While the verdict may seem to be a no-brainer inclination in favor of the rechargeable battery, a case can be made for the usefulness of disposable batteries. It really depends on application.

For example, non-rechargeable batteries can be the perfect choice for low-drain products. Low-drain devices use only occasional power or very low power over a longer period of time. Smoke detectors, remote controls, and wall clocks are just few of devices that could benefit from disposable alkaline batteries.

Rechargeable batteries can be the ideal choice for high-drain gadgets and electronics that quickly drain a lot of energy. Since these batteries can be easily recharged, you will be ridden of the hassle of constantly purchasing new batteries. Lithium-ion rechargeable batteries, which are commonly used to power portable consumer electronics, are a better choice for such devices, and will give you more bang for your buck.

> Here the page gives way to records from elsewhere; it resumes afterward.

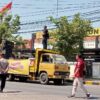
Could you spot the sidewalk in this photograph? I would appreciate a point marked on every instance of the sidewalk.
(92, 81)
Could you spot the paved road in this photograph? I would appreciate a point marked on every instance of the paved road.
(35, 91)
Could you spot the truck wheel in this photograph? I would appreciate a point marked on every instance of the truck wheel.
(58, 81)
(23, 79)
(10, 77)
(44, 78)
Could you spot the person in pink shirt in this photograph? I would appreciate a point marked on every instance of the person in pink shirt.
(79, 76)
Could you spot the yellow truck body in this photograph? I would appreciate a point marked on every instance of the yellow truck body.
(45, 66)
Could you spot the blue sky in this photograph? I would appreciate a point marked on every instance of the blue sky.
(39, 10)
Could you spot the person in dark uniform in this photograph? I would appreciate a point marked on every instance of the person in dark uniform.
(3, 71)
(45, 37)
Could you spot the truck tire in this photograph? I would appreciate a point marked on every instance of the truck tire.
(23, 79)
(43, 78)
(58, 82)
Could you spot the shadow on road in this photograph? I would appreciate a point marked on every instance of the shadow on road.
(11, 91)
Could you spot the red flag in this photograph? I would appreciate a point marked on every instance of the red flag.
(6, 8)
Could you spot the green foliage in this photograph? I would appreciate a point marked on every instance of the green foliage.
(69, 35)
(9, 25)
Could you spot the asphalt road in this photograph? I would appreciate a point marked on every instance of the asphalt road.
(36, 91)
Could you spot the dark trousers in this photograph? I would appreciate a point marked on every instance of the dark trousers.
(44, 43)
(3, 81)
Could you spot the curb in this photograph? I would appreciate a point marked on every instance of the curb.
(92, 82)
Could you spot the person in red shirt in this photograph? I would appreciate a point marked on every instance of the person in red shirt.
(78, 76)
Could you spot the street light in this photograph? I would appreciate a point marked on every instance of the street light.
(57, 8)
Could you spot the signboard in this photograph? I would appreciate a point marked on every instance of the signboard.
(89, 44)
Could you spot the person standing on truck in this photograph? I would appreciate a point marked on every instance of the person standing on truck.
(45, 37)
(78, 77)
(3, 71)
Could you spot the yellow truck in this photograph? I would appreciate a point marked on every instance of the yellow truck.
(45, 66)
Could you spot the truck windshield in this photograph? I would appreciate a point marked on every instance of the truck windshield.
(59, 59)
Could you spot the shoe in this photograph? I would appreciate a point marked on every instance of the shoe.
(88, 95)
(71, 96)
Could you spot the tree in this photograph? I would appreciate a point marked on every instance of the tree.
(69, 35)
(9, 25)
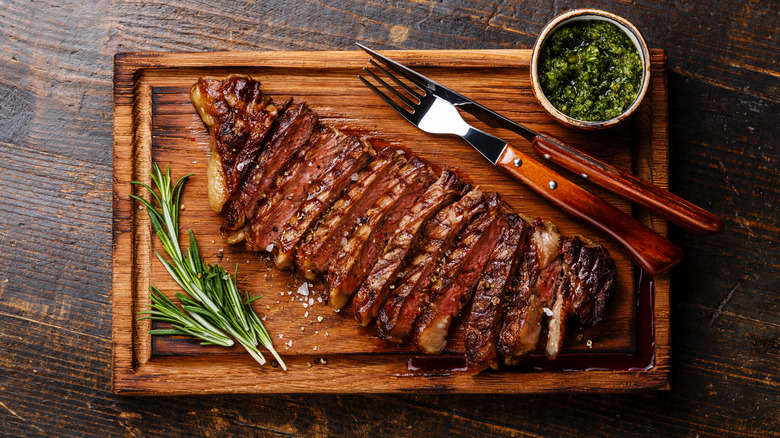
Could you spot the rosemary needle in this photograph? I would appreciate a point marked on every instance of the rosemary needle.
(212, 309)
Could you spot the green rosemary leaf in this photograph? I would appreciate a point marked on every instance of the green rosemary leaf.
(212, 308)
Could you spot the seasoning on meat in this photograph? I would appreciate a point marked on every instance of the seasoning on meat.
(416, 251)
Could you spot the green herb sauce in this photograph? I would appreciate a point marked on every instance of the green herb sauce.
(590, 70)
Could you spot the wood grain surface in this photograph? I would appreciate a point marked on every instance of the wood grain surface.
(55, 218)
(155, 122)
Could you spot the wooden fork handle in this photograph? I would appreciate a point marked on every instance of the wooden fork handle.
(616, 180)
(653, 253)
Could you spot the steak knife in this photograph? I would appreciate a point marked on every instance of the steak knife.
(614, 179)
(434, 114)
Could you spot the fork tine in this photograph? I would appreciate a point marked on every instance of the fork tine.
(396, 80)
(384, 97)
(395, 92)
(414, 77)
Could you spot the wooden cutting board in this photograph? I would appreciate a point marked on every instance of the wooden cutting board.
(154, 121)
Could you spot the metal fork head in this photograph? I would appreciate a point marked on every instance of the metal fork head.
(428, 112)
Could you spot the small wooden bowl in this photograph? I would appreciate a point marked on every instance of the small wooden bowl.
(583, 15)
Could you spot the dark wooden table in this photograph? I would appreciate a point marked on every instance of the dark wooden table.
(55, 217)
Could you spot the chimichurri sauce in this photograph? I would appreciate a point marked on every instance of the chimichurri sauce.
(590, 70)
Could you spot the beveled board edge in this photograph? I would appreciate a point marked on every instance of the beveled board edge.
(168, 376)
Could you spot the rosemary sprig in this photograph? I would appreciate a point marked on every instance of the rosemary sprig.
(212, 309)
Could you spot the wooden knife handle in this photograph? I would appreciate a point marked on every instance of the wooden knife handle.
(653, 253)
(616, 180)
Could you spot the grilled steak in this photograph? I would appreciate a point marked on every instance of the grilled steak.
(487, 307)
(415, 251)
(330, 147)
(588, 278)
(319, 196)
(352, 264)
(290, 132)
(238, 117)
(373, 292)
(324, 240)
(403, 305)
(455, 283)
(530, 293)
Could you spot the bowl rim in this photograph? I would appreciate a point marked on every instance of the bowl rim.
(584, 14)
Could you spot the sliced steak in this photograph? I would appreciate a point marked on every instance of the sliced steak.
(290, 132)
(530, 293)
(374, 289)
(588, 279)
(323, 242)
(487, 307)
(329, 148)
(407, 295)
(458, 277)
(319, 195)
(238, 117)
(352, 264)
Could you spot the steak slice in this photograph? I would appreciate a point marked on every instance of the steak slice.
(458, 277)
(328, 148)
(291, 131)
(487, 307)
(238, 117)
(352, 264)
(374, 289)
(324, 240)
(320, 194)
(403, 305)
(588, 279)
(530, 293)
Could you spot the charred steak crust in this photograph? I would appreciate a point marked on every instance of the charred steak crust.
(530, 293)
(238, 117)
(290, 132)
(588, 278)
(323, 241)
(405, 301)
(458, 277)
(418, 252)
(374, 289)
(319, 195)
(356, 258)
(329, 147)
(487, 307)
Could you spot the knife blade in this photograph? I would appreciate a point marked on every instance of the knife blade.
(616, 180)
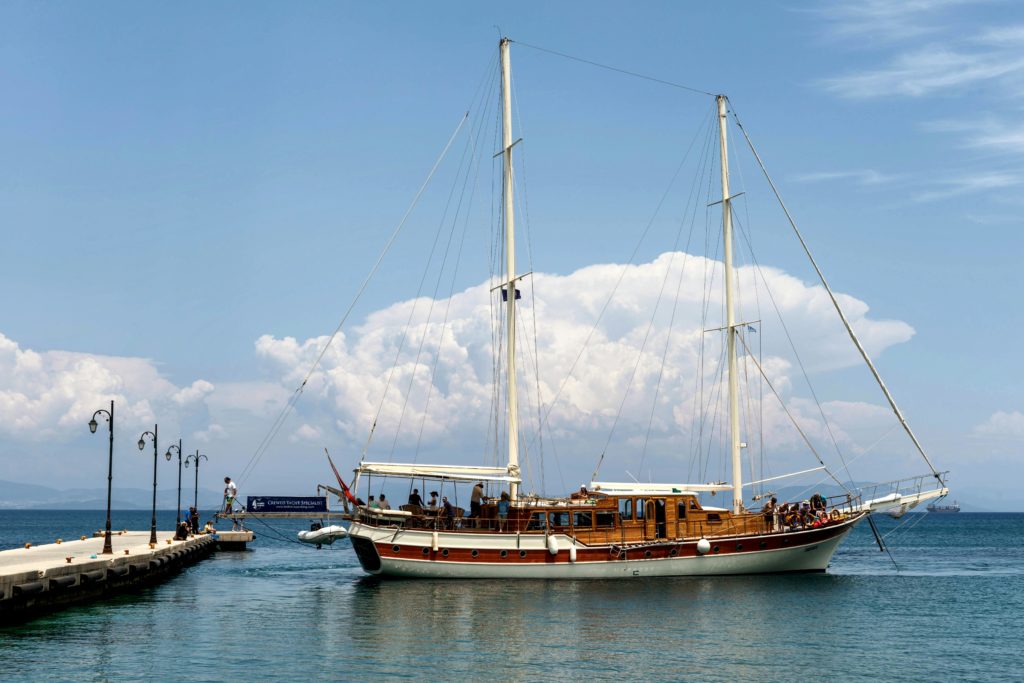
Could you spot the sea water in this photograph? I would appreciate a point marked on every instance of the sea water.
(947, 605)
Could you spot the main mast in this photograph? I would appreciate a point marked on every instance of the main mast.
(730, 329)
(512, 397)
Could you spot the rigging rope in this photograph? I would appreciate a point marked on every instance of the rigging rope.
(616, 70)
(293, 399)
(839, 309)
(785, 409)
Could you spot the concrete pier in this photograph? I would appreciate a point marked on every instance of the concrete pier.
(39, 579)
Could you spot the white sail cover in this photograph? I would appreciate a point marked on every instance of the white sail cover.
(457, 472)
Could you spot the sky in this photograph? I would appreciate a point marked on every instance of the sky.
(192, 197)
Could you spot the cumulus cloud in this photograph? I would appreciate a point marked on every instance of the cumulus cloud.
(52, 394)
(211, 433)
(199, 390)
(440, 392)
(306, 433)
(1003, 425)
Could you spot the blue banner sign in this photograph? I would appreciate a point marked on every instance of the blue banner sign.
(286, 504)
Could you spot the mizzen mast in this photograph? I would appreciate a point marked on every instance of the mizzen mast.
(512, 396)
(730, 329)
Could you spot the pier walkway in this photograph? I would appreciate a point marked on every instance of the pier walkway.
(39, 579)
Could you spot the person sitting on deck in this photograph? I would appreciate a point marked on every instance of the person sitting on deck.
(446, 514)
(474, 501)
(503, 511)
(769, 512)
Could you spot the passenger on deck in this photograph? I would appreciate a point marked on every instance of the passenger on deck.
(503, 511)
(446, 514)
(769, 511)
(474, 501)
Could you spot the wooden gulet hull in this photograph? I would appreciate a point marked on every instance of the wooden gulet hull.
(426, 554)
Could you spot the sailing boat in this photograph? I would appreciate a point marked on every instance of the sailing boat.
(608, 529)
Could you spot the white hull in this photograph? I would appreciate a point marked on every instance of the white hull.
(802, 557)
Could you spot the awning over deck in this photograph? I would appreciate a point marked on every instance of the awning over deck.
(453, 472)
(634, 487)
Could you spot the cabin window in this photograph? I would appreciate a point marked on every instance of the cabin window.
(537, 521)
(559, 519)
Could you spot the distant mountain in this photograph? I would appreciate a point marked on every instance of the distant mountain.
(15, 496)
(797, 494)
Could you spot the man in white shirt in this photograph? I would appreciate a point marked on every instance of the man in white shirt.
(230, 491)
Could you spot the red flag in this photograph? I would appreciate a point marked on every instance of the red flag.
(341, 482)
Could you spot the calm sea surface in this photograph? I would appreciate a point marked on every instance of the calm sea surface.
(286, 611)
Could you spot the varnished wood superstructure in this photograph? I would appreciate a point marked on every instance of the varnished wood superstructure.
(593, 537)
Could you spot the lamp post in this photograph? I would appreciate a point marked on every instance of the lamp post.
(177, 518)
(141, 445)
(108, 549)
(195, 458)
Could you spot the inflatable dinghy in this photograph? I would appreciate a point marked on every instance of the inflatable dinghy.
(324, 536)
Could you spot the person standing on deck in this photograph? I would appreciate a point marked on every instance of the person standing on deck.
(230, 492)
(474, 501)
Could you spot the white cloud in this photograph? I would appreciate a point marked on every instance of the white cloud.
(199, 390)
(927, 71)
(970, 183)
(859, 176)
(306, 433)
(52, 394)
(984, 133)
(454, 406)
(213, 432)
(1001, 425)
(885, 20)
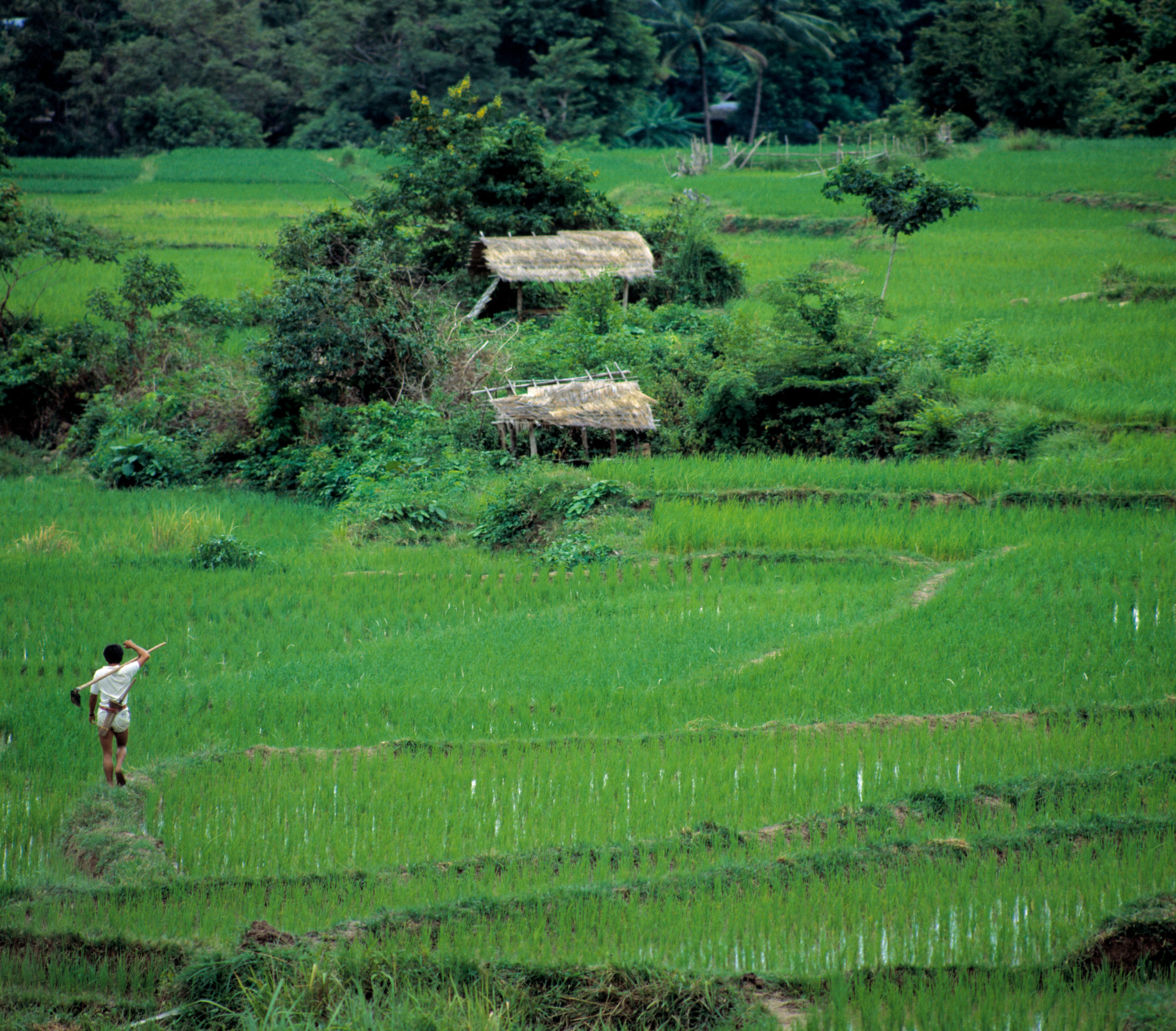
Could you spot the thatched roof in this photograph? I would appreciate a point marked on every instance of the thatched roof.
(599, 404)
(567, 257)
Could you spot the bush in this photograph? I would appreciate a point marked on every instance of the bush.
(574, 550)
(693, 269)
(189, 117)
(146, 459)
(225, 552)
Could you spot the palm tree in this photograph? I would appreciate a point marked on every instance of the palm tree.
(701, 25)
(783, 23)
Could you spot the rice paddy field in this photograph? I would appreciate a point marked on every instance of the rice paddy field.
(886, 742)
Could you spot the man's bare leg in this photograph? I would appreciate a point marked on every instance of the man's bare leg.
(121, 738)
(108, 740)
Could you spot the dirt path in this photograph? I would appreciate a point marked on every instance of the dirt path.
(789, 1012)
(930, 588)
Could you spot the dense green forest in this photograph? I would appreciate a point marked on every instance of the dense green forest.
(109, 77)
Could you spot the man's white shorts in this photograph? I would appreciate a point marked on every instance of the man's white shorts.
(121, 723)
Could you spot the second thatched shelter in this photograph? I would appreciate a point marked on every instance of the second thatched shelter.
(611, 402)
(566, 257)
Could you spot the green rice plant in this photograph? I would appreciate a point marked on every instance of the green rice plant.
(1124, 464)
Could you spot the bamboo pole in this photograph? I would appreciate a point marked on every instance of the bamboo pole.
(116, 670)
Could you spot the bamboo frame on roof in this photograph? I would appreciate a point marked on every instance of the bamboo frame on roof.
(567, 257)
(609, 402)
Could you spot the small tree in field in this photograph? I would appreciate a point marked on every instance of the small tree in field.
(903, 204)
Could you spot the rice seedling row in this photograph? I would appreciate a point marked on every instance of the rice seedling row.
(382, 811)
(984, 909)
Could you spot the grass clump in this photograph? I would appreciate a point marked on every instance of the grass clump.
(226, 552)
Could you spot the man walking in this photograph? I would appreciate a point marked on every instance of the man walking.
(112, 689)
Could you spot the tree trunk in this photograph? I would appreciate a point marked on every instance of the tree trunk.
(886, 282)
(756, 112)
(706, 96)
(890, 265)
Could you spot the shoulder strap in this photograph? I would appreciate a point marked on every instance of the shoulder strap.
(126, 690)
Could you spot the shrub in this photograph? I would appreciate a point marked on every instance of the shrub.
(574, 550)
(146, 459)
(225, 552)
(972, 349)
(189, 117)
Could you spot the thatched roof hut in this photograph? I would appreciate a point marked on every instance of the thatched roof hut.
(611, 402)
(593, 404)
(567, 257)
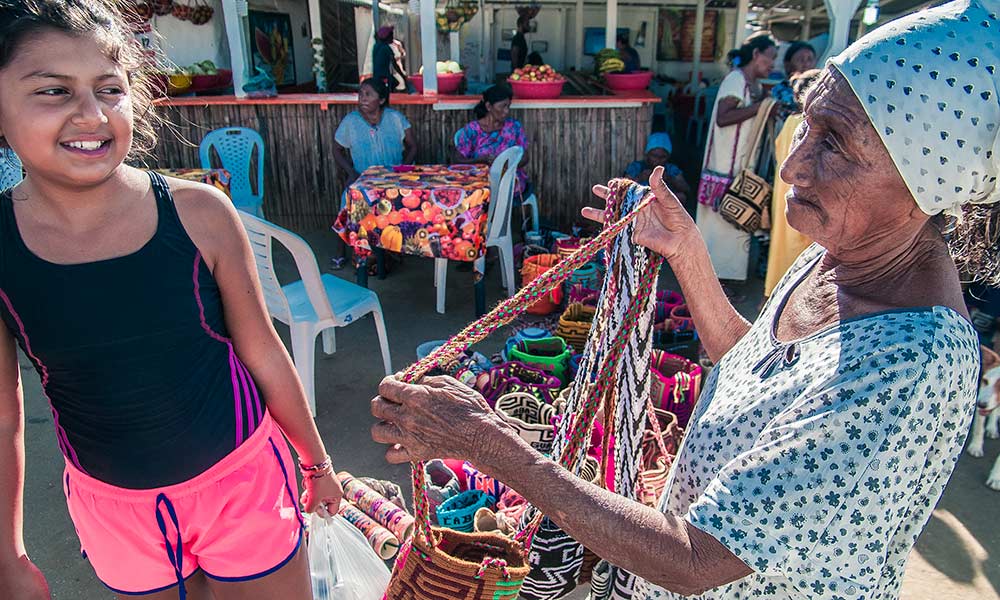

There are always pros and cons with the variety of batteries available. The first consideration in purchasing the most suitable battery for any device is its application.

Share this Post: Facebook Twitter Google Plus
Tags: > > > >


  1. Hi! I was so surprised reading your comments about the pro’s & con’s of re-chargeable & disposable batteries since you did not mention the difference in open circuit terminal voltage! Disposables surely are 1.5 v & re-chargeables are 1.2 v are they not?
    Kind regards,

    John (Spain)

    • Hello John: The nominal voltages are 1.4 to 1.45V for zinc air disposables and 1.2V for NiMH rechargeables. The open voltage circuits are lower, but sufficiently high enough to operate the devices. I believe the open voltages required are between 0.9 to 1.0 and 0.12V Regards, Elliott

    • ELLIOTT ALEXANDER December 31, 2017 at 9:53 am · - Reply

      Hello, Yes this is correct. Open voltage matters less than, operating voltage and generally the operating voltages of most applications run at a lower number than the open voltage rating of the battery

  2. do all hearing devices run on some kind of battery.
    is there any battery which has low radiation? ,for use in hearing device?

    • All hearing aid devices need some kind of power source. I am not aware of any safety issues with radiation from batteries. If you have any scientific sources about this issue, please post the information. Regards, Elliott

  3. I’m really having a hard time getting an answer to my #1 question. Which battery type (rechargeable vs.disposable) has the best power performance?

    • Yes..Can anyone reply on this???

    • Hello DMD, the disposable zinc air batteries will likely have better power performance. Their running voltage may be higher, at least at the outset. Also they have higher capacities. The zinc air batteries have about 5 times the capacity over a NiMH cell and for this reason the NiMH should be recharged nightly. Regards, Elliott

  4. thats niceeeeeeeeeee

  5. Rawiri(David) Stirling Bowie May 23, 2017 at 12:58 am · - Reply

    where can I get repllacement batteries as mine have not expired but were flat on opening

    • Hello Rawiri: NiMH batteries will often be without charge when new from the package (expired date or not). You need to charge the batteries and then discharge them several times (through use) before the batteries reach their maximum charging capacities. Regards, Elliott

  6. Hello , my laser instrument requires ‘C’ batteries, 1.5 volt. I would like to use rechargeables which I can only get in 1.2 volt. Does it make a difference if the mAh is higher ?

  7. The article does not mention the difference between the two types regarding safety issues. We have heard horror stories about rechargeable catching fire. Have these issues been resolved? Are they inherent in rechargeables (if so, which chemistry is more prone to safety issues)?

    BTW, I’m specifically interested in learning more about the safety hazards of rechargeable coin batteries.

  8. Horror stories about rechargeable batteries catching fire or exploding are with Litihium Ion and Lithium Polymer battery Packs. Rechargeable hearing aid batteries that we sell as direct replacement for hearing aid batteries are NiMH. NiMH are much safer to use than Lithium rechargeable chemistries. NiMH cells and packs do not generally cause fires or explode.